View Full Game Coverage

"If we had Brad Lidge on this team, he would close," Phillies general manager Matt Klentak said Tuesday at Citizens Bank Park. "If we had Billy Wagner on this team, he would close. If we had Jonathan Papelbon on this team, he would close. We don't have one of those guys. So we're making due with what we have, which is a pretty good group.

"I think at some point we might [have a closer]. If organically it works, and that's the way things shake out, I think we're open to that."

On Monday, the Nationals traded three prospects to the Royals for closer Kelvin Herrera, who enhances Washington's chances of winning a World Series. Klentak declined to say if the Phillies took a shot at Herrera, but he said there have been "a handful of conversations" about potential trades.
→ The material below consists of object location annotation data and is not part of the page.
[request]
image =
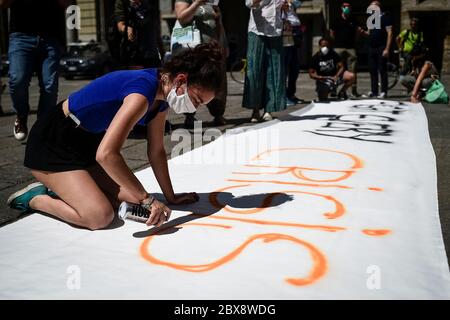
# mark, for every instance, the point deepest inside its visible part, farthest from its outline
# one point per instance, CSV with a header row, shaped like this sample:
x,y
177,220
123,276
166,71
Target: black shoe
x,y
167,127
20,129
255,116
189,122
219,121
343,95
355,94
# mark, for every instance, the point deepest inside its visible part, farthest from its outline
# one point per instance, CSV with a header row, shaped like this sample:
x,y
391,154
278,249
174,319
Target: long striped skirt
x,y
264,81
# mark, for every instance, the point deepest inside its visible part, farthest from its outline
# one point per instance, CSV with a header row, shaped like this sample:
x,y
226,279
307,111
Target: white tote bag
x,y
184,36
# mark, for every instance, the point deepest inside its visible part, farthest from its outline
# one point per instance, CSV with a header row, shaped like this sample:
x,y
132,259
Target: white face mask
x,y
324,50
181,103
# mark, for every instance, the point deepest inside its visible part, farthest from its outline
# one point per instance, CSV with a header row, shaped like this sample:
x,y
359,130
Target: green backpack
x,y
436,93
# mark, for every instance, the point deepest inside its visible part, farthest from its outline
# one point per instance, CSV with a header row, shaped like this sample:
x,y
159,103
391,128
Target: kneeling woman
x,y
75,150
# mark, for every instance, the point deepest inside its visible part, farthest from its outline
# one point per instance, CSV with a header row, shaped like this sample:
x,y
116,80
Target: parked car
x,y
89,59
4,66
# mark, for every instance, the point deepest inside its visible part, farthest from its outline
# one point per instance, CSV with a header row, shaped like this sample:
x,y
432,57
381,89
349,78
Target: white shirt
x,y
265,18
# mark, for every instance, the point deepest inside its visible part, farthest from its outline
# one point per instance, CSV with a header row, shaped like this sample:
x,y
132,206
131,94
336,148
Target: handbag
x,y
436,93
185,37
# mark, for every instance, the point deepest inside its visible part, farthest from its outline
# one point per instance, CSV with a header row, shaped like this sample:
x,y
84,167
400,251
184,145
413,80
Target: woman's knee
x,y
100,217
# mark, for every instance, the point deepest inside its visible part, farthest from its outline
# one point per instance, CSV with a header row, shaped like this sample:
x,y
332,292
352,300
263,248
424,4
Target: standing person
x,y
75,149
380,41
291,23
33,46
344,32
422,75
208,19
328,70
406,41
264,81
139,22
2,87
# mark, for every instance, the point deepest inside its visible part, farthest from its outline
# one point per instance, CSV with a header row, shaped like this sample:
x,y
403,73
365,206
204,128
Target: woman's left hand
x,y
184,198
414,99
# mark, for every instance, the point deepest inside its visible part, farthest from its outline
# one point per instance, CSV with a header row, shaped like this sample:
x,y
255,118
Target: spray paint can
x,y
133,211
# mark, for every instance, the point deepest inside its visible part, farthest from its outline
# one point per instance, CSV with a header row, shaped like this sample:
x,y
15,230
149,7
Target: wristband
x,y
147,203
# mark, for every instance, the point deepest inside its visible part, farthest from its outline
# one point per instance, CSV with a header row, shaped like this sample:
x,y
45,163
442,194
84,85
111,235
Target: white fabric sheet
x,y
340,204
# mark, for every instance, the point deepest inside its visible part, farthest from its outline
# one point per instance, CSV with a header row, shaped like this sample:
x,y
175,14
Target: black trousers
x,y
378,65
291,65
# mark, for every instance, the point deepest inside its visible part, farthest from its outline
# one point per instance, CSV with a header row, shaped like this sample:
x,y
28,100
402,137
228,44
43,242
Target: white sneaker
x,y
20,129
368,95
382,95
267,116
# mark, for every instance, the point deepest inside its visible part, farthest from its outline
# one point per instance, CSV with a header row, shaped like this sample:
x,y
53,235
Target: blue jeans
x,y
29,53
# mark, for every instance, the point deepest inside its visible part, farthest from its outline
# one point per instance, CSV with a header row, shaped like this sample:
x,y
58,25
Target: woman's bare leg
x,y
81,201
110,188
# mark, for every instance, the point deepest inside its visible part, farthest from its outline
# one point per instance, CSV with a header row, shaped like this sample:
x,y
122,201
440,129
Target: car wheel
x,y
106,68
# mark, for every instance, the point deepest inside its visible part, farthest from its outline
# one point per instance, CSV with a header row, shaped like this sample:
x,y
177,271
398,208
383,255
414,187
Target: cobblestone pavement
x,y
14,176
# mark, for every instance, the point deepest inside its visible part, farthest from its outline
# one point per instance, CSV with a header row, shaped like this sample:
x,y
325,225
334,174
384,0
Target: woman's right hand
x,y
159,214
198,3
131,35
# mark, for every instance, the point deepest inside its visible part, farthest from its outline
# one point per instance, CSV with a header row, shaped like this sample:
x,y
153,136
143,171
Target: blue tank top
x,y
96,104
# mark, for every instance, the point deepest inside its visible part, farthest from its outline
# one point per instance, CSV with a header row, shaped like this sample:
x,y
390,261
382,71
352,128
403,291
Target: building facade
x,y
316,16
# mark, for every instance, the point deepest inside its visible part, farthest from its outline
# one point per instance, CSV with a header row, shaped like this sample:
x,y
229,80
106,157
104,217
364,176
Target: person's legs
x,y
406,64
426,83
352,63
110,188
48,75
348,78
383,72
408,82
81,202
255,75
373,69
323,90
275,98
22,51
292,73
217,106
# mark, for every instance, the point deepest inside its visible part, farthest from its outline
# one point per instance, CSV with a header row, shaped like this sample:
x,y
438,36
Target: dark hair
x,y
323,39
203,64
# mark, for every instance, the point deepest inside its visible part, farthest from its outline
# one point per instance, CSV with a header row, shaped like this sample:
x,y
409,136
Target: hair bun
x,y
209,51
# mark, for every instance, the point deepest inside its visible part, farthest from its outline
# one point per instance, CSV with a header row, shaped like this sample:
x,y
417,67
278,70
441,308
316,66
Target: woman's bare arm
x,y
108,153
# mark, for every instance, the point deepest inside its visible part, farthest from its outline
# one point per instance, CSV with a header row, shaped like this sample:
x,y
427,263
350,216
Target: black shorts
x,y
56,144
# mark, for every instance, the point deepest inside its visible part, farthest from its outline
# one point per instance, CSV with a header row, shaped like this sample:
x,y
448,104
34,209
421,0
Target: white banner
x,y
339,202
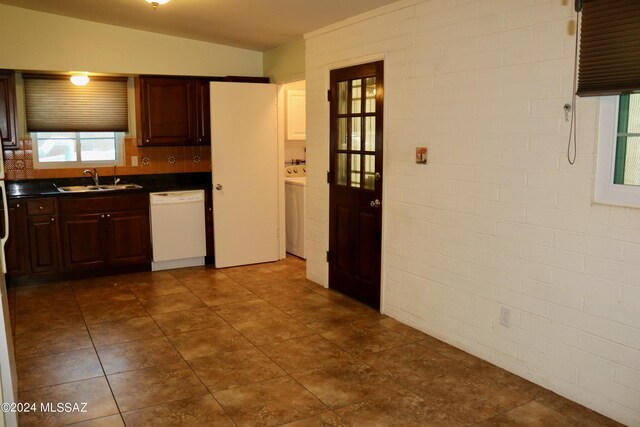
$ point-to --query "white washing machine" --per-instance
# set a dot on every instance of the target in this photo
(294, 188)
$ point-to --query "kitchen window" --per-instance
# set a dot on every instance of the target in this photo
(77, 149)
(618, 165)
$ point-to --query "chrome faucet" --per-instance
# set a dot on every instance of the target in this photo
(94, 175)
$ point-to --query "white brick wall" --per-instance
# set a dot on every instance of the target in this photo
(497, 218)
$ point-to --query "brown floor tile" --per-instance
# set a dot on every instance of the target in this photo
(225, 295)
(269, 403)
(189, 320)
(306, 353)
(234, 368)
(402, 329)
(111, 421)
(48, 319)
(42, 371)
(533, 414)
(411, 364)
(132, 355)
(400, 408)
(456, 395)
(345, 384)
(136, 328)
(326, 419)
(54, 341)
(113, 311)
(246, 311)
(299, 301)
(172, 302)
(208, 342)
(95, 392)
(197, 411)
(272, 329)
(143, 277)
(114, 293)
(326, 318)
(366, 337)
(153, 386)
(584, 416)
(203, 284)
(156, 288)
Manager Gabe Kapler said Monday that he does not believe the Phillies need to acquire a reliever before the July 31 non-waiver Trade Deadline, although he quickly acknowledged that he always welcomes upgrades. The Phillies have a 4.50 ERA in the eighth inning and a 4.82 ERA in the ninth inning this season. Those numbers rank 23rd and 26th in baseball, respectively. Of course, there are other ways to measure a bullpen's success.

Kapler said Tuesday that the Phillies' bullpen has been one of the best in the National League. It is third in the NL with a 3.72 xFIP (expected Fielding Independent Pitching), according to FanGraphs.

"The group itself is really talented and we're confident in it," Klentak said. "I think at some point in the near future we're going to get Pat Neshek back, who, while not a traditional closer, is probably as good a bullpen arm as a team is going to add in the next six weeks. We will see what's available in the trade market -- which players are available, what the costs are. We will probably look at that in free agency as well. But we have to maintain the proper perspective on any potential acquisition."

The Phillies have enough payroll flexibility and farm-system depth to acquire any number of players before July 31. It could mean a high-powered arm in the bullpen, a starter like Cole Hamels or J.A. Happ or a third baseman like Mike Moustakas.

"I think there's a chance that we will trade for a rental," Klentak said. "What we've said all along is that if we can come out of June in a good position and get ourselves onto a roll in July, then that will hopefully put us into a position to make additions. That could come in the form of years of control or the form of rentals. If it's the rental type, we just have to make sure that we're maintaining the proper balance and perspective on that so that we're making this team better but also not mortgaging too much of our future."

Sources told MLB.com in recent weeks that the Phillies are highly unlikely to empty the farm system for a rental like Orioles shortstop Manny Machado. The idea of sending top prospects to Baltimore for two months of Machado, when he is certain to test the free-agent market and he might only guarantee the Phillies a one-game playoff as a NL Wild Card, does not seem like smart business to them.

In the meantime, maybe somebody establishes himself as the Phillies' closer before July 31. Maybe it is Seranthony Dominguez, who is the team's best reliever.

Why not just give him a shot right now?

"The argument against that is that the ninth inning is not always the highest-leverage situation," Klentak said. "You can blow a save in the seventh or the eighth or the ninth. And, emotionally, it stings more when it happens in the ninth because you feel like you're right there. You're just about to win the game. But if you never get to the ninth inning with a lead in the first place, you never have a chance to win that game. So sometimes using your best relievers earlier in the game is what makes the most sense.

"Make no mistake about it, I would love to have a traditional, dominant, ninth-inning closer. There are a few of them throughout the league, and the Phillies have had them over the years. We would like to have that. We believe that with the group of guys we have on this roster right now, with the depth of pitching we have throughout our system, we will find that guy and more internally. If it turns out to be the case that I'm wrong, then we'll have to address that externally. But right now, we like the group that we have on this roster and coming up behind them in the system."